With the debate about the National Broadband Network well underway, some of the dismissals of why a population would need higher broadband speeds (or as Kevin Rudd so quaintly called it at the Tasmanian Community Cabinet meeting, “Bandspeed”) – often bounce around somewhere between the ridiculous and the incredulous. It’s not only the economic and social value of bringing higher speeds to market at a decent price point that gets the sceptical treatment by those essentially not across the policy brief, but also scepticism aimed at the rhetoric the government has been deploying over the NBN that it is has the importance and consequences of a key essential service akin to roads, power and water, and should be treated as thus.

Of particular interest to this point is the idea that I’ve heard floated around on broadband subsidies for low income households being a possibility further down the track, and how that would fit into the wider policy mix that seems to be falling under the broad banner of the Education Revolution.

Yesterday the ABS released an interesting set of data on sporting, cultural and technological activity undertaken by 5 to 14 year olds over the past 12 months, broken down into a number of demographic cross-tabs.

Within this ABS release is some pretty interesting data on internet use by kids that’s worth looking at and keeping in one’s thought orbit when it comes to some of the issues surrounding the NBN.

First up, the basics – the proportion of 5-14 year olds that accessed the internet in the last 12 months, and broken down by urban geography.

Figures 1 & 2.

ageaccess geographyaccess

The big jump in net access for kids comes between the ages of 9 and 11. Also interesting is that total net access for the 5-14 year cohort starts falling off the further away you get from a capital city.

On the question of where it is that kids access the internet from, the results show some interesting trends across age.

Figure 3

accesslocation

While home based access grows slightly as kids get older, it is primarily the jump in access at school and “Other Places” in the 9-11 year cohort which appears to be one of the reasons for the jump in overall net access for that age group.
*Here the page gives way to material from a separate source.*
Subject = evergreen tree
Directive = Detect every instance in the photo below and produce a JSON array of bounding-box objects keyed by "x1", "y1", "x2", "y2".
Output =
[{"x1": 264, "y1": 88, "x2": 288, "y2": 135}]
Also worth noting is how these overall access changes align with the change in the number of hours the internet gets used each week.

Figure 4

accesstime

They’re the broad basic stats, but where it gets particularly interesting – especially in terms of the NBN debate – is where the ABS broke some of these stats down further using family type and parent’s employment as cross-tabs.

Figure 5

accessfamemp

As generic household employment reduces, so does children’s internet access, with smaller numbers of kids accessing the internet in the past 12 months in those households of either family type where parents were not employed. Some of this is likely to be caused by the affordability of net access at the home, but there’s also a likely to be a big suite of other socio-economic issues involved as well – and it would probably be impossible to pull one apart from the other.

But the prism that this data is worth looking through comes in the next chart – internet use among 5-14 year olds by activity type:

Figure 6 (click to expand)

netactivitytype

In the past 12 months, a higher proportion of children accessed the internet for educational purposes than any other, by a significantly large margin – something those banging on about the internet being for porn and music piracy might like to sit on and spin for a while.

When we look at the big jump that occurs in total net access in the 9-11 year age cohort, and how that corresponds to the big jump in access at school – we also see the same jump in using the net for educational activities among that cohort.

Figure 7

education

Net use for educational activities, which are most likely driven by use at school, is becoming ubiquitous – by the age of 11 – which is worth thinking about in terms of the likely counter factual of the NBN. If that isn’t built, high speed broadband will still exist in Australia – but it will be more expensive per Mbit and where higher speeds will be limited to a much smaller geographical area.

I wonder what impact if any would be had on ultimate educational outcomes if schools had access to next generation internet applications based only on their geography and capacity to pay for high speeds rather than a more universal availability that would occur with the NBN?

How important is high speed access at home likely to be in terms of education outcomes? Taking into account what we already know via the data contained in Figure 5 – could we use employment as a proxy for income, and if so, is there a case for some form of government subsidisation for home access for low income families?

If there is, I’d be interested in your thoughts on whether or how the benefits accrued would be larger than the costs?